Patterns and the Stock Market
Category: Brain & Behavior
Posted on: November 14, 2008 12:55 PM, by Jonah Lehrer
It's one of the more annoying side-effects of the financial collapse: instant updates of the Dow Jones Industrial Average are suddenly everywhere, popping up in the corner of cable news shows, in between weather reports on the radio, highlighted on websites, etc. It's a bizarre form of financial melodrama, as the moods of the market seem to lurch and pivot for no good reason. Yesterday afternoon, on the same day a terrible unemployment report came out, the Dow swung upwards and closed 500 points higher. This morning, it's down 350 points, although nobody seems to know why. This chart captures the recent flux:
While it's certainly entertaining to spin post-hoc explanations of market activity, it's also utterly futile. The market, after all, is a classic example of a "random walk," since the past movement of any particular stock cannot be used to predict its future movement. This inherent randomness was first proposed by the economist Eugene Fama, in the early 1960's. Fama looked at decades of stock market data in order to prove that no amount of rational analysis or knowledge (unless it was illicit insider information) could help you figure out what would happen next. All of the esoteric tools and elaborate theories used by investors to make sense of the market were pure nonsense. Wall Street was like a slot machine.
Alas, the human mind can't resist the allure of explanations, even if they make no sense. We're so eager to find correlations and causation that, when confronted with an inherently stochastic process - like the DJIA, or a slot machine - we invent factors to fixate on. The end result is a blinkered sort of overconfidence, in which we're convinced we've solved a system that has no solution.
Look, for example, at this elegant little experiment. A rat was put in a T-shaped maze with a few morsels of food placed on either the far right or left side of the enclosure. The placement of the food is randomly determined, but the dice is rigged: over the long run, the food was placed on the left side sixty per cent of the time. How did the rat respond? It quickly realized that the left side was more rewarding. As a result, it always went to the left, which resulted in a sixty percent success rate. The rat didn't strive for perfection. It didn't search for a Unified Theory of the T-shaped maze, or try to decipher the disorder. Instead, it accepted the inherent uncertainty of the reward and learned to settle for the best possible alternative.

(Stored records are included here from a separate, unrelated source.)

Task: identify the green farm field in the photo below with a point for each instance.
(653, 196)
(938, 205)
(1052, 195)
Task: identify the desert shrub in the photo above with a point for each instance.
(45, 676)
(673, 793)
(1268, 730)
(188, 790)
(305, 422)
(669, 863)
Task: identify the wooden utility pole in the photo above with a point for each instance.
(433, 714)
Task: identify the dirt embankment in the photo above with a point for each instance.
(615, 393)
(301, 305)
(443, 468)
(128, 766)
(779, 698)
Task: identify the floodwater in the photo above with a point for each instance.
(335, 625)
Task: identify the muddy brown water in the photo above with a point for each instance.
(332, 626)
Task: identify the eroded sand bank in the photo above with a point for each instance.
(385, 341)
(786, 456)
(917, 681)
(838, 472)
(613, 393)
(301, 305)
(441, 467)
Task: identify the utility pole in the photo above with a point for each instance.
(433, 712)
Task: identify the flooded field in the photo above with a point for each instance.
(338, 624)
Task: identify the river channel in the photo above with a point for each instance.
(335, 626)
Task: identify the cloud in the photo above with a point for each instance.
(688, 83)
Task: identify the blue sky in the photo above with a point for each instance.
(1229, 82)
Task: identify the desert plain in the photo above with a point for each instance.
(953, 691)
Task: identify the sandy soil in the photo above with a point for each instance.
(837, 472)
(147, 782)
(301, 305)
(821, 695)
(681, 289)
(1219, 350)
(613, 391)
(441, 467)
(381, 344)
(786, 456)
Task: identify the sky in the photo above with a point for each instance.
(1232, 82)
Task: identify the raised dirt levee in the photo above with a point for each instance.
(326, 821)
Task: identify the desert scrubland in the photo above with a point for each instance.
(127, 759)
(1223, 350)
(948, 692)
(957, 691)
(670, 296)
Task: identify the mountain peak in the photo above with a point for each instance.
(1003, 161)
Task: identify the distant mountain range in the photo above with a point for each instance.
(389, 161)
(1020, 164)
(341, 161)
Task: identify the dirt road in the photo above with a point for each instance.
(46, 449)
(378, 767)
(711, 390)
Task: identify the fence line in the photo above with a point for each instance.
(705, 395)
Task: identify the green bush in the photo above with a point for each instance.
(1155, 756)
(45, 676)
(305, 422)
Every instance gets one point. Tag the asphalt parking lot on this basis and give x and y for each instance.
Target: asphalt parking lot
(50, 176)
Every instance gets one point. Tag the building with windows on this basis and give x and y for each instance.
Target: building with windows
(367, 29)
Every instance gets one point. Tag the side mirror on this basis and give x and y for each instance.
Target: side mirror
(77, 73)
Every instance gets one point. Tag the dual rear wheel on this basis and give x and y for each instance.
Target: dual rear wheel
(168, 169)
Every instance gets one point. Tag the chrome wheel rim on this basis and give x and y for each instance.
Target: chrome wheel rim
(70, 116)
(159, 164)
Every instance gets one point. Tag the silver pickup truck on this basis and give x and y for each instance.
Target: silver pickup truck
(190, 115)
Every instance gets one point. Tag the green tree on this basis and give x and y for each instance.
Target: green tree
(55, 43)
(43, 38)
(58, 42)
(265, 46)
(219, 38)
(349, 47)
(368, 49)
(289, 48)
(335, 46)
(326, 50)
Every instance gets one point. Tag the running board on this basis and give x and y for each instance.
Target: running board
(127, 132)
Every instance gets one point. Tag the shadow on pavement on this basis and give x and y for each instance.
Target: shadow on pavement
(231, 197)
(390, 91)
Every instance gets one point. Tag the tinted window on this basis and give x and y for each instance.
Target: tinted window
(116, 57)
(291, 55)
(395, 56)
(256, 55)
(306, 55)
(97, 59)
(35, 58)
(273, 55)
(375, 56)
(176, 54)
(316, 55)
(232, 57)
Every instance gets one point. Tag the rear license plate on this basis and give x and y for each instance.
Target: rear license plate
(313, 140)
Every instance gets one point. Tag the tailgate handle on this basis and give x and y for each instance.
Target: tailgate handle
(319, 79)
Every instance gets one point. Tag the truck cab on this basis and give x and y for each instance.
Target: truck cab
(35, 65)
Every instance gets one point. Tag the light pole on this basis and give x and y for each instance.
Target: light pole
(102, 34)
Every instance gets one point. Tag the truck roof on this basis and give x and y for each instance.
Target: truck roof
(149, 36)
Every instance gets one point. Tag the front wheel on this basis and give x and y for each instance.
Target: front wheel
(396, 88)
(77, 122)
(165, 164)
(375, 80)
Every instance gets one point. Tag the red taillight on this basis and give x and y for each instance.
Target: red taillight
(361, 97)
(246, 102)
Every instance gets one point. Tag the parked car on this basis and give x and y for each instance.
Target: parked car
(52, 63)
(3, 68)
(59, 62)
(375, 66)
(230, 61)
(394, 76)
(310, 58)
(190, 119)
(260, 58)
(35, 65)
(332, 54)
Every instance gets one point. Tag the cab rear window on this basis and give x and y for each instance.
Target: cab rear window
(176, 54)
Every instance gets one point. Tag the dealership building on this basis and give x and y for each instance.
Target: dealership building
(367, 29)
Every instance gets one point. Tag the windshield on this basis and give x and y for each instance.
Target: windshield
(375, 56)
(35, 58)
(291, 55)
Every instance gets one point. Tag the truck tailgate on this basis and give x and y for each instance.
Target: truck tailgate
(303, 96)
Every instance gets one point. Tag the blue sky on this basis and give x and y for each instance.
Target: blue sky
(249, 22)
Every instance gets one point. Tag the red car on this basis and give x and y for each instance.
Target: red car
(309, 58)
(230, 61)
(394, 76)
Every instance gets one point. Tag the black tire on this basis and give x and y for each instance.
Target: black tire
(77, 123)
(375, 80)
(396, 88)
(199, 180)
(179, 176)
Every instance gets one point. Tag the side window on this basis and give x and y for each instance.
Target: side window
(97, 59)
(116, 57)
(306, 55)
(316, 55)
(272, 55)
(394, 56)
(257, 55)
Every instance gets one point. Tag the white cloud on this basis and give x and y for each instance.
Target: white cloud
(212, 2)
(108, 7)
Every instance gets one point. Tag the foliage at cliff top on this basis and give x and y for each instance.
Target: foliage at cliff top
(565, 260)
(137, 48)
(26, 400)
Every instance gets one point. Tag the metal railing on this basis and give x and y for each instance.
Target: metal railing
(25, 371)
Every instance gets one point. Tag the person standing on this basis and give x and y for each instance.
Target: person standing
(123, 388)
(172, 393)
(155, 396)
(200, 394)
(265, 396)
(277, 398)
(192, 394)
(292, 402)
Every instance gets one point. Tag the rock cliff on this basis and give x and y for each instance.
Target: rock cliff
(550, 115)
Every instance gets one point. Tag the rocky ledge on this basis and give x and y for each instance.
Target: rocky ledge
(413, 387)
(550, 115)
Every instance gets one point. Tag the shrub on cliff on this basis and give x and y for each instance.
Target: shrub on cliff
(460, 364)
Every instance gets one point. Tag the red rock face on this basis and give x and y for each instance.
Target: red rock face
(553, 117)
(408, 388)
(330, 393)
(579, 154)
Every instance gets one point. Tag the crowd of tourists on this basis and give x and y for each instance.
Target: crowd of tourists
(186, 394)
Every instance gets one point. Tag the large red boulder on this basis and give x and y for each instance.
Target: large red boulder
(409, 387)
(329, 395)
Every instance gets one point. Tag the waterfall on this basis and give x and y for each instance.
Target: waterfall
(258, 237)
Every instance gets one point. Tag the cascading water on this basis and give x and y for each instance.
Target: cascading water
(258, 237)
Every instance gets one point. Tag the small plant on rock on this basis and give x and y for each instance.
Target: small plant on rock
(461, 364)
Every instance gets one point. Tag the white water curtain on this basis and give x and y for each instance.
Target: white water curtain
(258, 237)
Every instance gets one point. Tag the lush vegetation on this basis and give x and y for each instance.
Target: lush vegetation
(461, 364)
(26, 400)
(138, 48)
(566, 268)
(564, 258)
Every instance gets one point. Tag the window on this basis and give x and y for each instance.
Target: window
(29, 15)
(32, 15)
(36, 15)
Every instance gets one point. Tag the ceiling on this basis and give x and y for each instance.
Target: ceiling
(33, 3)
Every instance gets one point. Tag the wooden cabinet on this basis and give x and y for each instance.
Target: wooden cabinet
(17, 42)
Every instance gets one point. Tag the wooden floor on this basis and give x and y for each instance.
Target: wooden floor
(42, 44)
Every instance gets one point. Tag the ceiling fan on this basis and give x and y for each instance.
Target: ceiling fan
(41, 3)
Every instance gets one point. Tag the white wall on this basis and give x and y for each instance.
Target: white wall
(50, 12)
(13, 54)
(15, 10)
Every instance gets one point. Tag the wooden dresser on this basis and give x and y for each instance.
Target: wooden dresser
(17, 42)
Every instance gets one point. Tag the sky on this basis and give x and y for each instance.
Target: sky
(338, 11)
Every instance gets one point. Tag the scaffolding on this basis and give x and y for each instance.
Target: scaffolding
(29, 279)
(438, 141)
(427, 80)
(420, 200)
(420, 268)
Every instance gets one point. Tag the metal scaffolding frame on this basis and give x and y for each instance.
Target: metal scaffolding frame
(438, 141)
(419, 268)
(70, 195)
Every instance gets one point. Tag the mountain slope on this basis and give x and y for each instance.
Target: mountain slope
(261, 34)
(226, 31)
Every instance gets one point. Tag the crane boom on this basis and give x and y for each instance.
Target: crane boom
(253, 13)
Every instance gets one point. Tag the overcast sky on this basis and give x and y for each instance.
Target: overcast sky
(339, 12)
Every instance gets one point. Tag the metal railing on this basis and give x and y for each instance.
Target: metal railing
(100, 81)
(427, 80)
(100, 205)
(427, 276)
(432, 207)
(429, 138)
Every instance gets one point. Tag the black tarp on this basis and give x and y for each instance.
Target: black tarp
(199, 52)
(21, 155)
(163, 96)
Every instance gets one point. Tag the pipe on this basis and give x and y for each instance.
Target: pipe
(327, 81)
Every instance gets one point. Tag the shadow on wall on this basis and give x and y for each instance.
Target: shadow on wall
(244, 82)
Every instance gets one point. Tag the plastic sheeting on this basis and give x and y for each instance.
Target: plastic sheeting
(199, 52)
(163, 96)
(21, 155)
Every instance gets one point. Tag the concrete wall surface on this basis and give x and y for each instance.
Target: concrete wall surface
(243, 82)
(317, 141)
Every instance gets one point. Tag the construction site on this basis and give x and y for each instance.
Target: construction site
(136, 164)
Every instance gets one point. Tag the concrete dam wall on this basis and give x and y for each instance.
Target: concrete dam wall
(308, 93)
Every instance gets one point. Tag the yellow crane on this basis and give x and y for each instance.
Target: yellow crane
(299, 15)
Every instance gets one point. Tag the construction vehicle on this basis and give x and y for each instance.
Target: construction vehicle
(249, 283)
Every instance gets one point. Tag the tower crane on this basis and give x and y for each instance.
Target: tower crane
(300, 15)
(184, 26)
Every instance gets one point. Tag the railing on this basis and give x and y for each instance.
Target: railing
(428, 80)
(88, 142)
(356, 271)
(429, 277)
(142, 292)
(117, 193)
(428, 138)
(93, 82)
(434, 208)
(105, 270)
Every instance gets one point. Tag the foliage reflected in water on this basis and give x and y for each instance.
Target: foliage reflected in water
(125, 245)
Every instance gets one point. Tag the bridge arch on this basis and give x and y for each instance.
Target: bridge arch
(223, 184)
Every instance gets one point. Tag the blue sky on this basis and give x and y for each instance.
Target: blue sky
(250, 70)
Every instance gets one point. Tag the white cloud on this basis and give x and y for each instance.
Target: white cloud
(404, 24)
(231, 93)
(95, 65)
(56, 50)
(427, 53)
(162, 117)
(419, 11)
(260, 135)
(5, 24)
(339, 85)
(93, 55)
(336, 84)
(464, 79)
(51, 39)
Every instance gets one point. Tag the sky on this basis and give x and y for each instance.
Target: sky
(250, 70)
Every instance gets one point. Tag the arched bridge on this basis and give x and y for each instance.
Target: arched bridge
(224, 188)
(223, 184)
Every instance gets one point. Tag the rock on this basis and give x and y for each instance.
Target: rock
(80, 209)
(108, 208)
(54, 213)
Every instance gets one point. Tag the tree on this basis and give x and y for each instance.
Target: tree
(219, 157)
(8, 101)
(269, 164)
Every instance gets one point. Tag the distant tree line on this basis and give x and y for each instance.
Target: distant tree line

The experiment was then repeated with Yale undergraduates. Unlike the rat, their swollen brains stubbornly searched for the elusive pattern that determined the placement of the reward. They made predictions and then tried to learn from their prediction errors. The problem was that there was nothing to predict: the randomness was real. Because the students refused to settle for a 60 percent success rate, they ended up with a 52 percent success rate. Although most of the students were convinced they were making progress towards identifying the underlying algorithm, they were actually being outsmarted by a rat.
So don't listen to those talking heads telling you why the market rose or fell. They're just like those Yalies, convinced they've found a pattern where none exists.